Descrizione Opera / Biografia


L’opera tende a cogliere concettualmente i presupposti del vittimismo e a suscitare le sensazioni che scaturiscono da tale meccanismo psicologico. 
La figura in primo piano appare contorta per la sofferenza e viene presentata senza braccia per simboleggiare l’impotenza. Per rafforzare il sentimento di costrizione la parte inferiore del corpo è incastrata in un bozzolo metallico. Questo controverso personaggio, lacerato da scavi che solcano la sua superficie esteriore, si compiace tuttavia di tale sofferenza e si eleva su di un piedistallo così che la massa omogenea di ”individui comuni” possa ammirarlo. Egli si pone inoltre davanti ad uno specchio per ammirare la sua sofferenza ma la parte al di sotto del piedistallo, abitata dalla massa di individui comuni, è visibile solo dallo specchio. Ció sta ad indicare il fatto che la vittima mantiene un rapporto mediato con l’alteritá. Essa infatti vede gli altri solo attraverso la cornice di sofferenza che si è costruita. Non si riesce a vedere invece il corpo della figura principale nel riflesso poiche la stessa è situata tra lo spettatore e lo specchio. Ció sta a rappresentare il fatto che un osservatore esterno é in grado di vedere la sofferenza della vittima ed il suo desiderio di essere ammirata, ma non puó avvicinarsi all’immagine mentale che la vittima ha costruito di sè.
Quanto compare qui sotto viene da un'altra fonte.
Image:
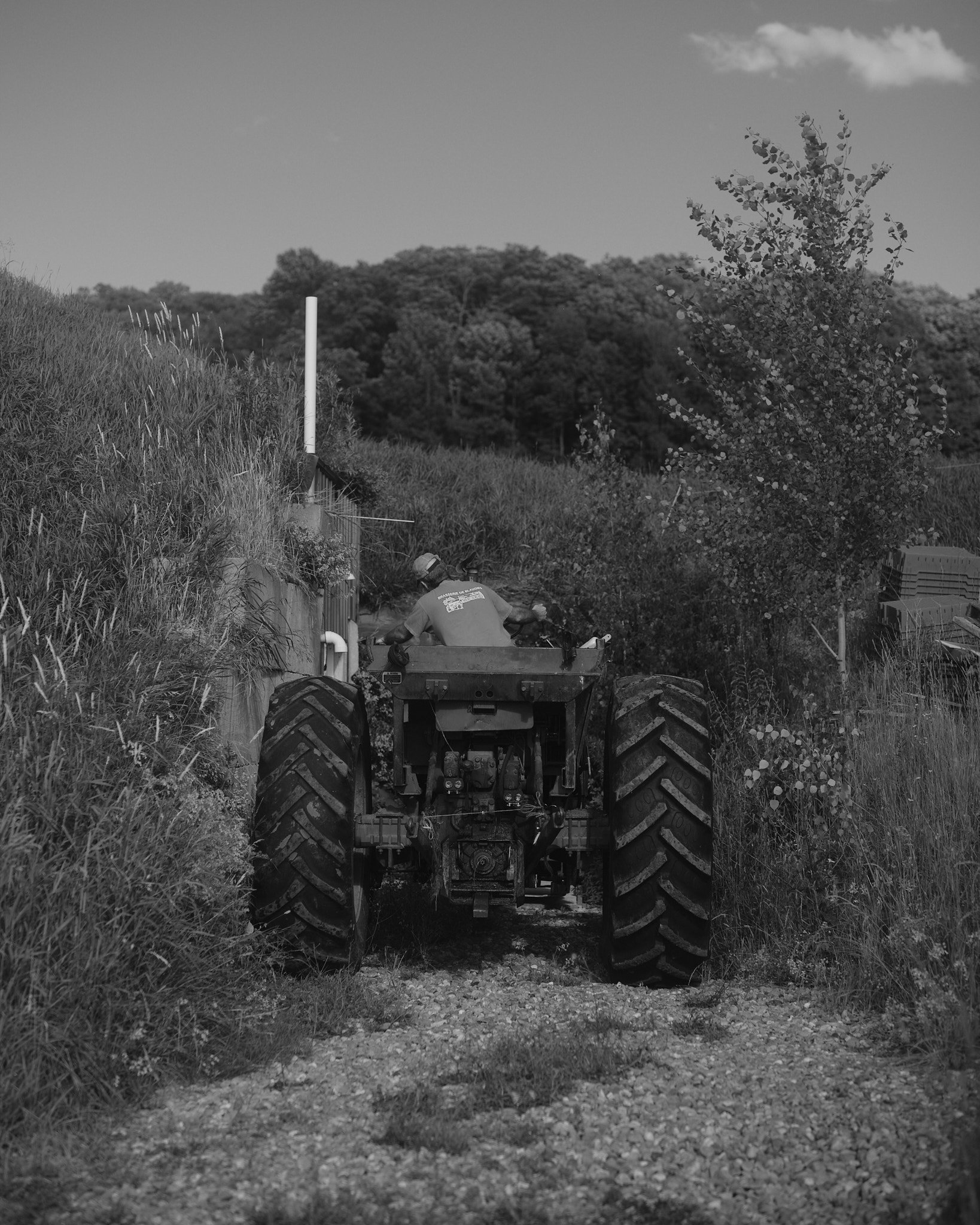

A tenere le redini di questo meccanismo è una figura oscura frammentata che regge metaforicamente  lo specchio. É la psiche, la quale distorce la realtá della vittima tentandola proprio con quell’autocompiacimento deviato. L’angolo in alto a sinistra dello specchio è frammentato proprio perchè la psiche ha incrinato quel riflesso di realtá alterando la normale percezione dell’altro e centrando l’attenzione su una sofferenza divenuta ormai una pertinenza dell’ego./ Nato a Roma nel 1987, dopo la maturità classica conseguita presso il Liceo Ginnasio Statale ‘T. Tasso’ frequenta la facoltà di Giurisprudenza dell’università ‘Sapienza’ di Roma dove, nell’Ottobre 2013, si laurea con tesi in Filosofia del diritto dal titolo “Diritto ed ermeneutica in J. Derrida”.
A seguito di concorso ottiene un posto come dottorando presso l’istituto di Filosofia del Diritto. Conduce un percorso di ricerca finalizzato a mostrare il collegamento tra il formalismo giuridico e l’utilizzazione funzionale dei processi psichici caratteristica dello stato ossessivo.
A partire dalle considerazioni di Luisa Avitabile sulla burocratizzazione dell’ermeneutica (AA.VV., Persona Imputabilità, Ermeneutica, Torino 2014), e dalla sollecitazione di Bruno Romano ad approfondire la riflessione giusfilosofica presente nel ‘Processo’ di Kafka (B. Romano, Giudizio giuridico e Giudizio estetico. Da Kant verso Schiller, Torino 2013), avvia il lavoro di tesi di dottorato prendendo la letteratura kafkiana come riferimento. Attraverso il confronto con Hannah Arendt e Karl Jaspers individua, nell’opera di Kafka, elementi che si mostrano riconducibili alle teorie freudiane e che lasciano emergere una riflessione filosofico-giuridica sul rapporto tra psiche e diritto in un contesto sociale funzionalista.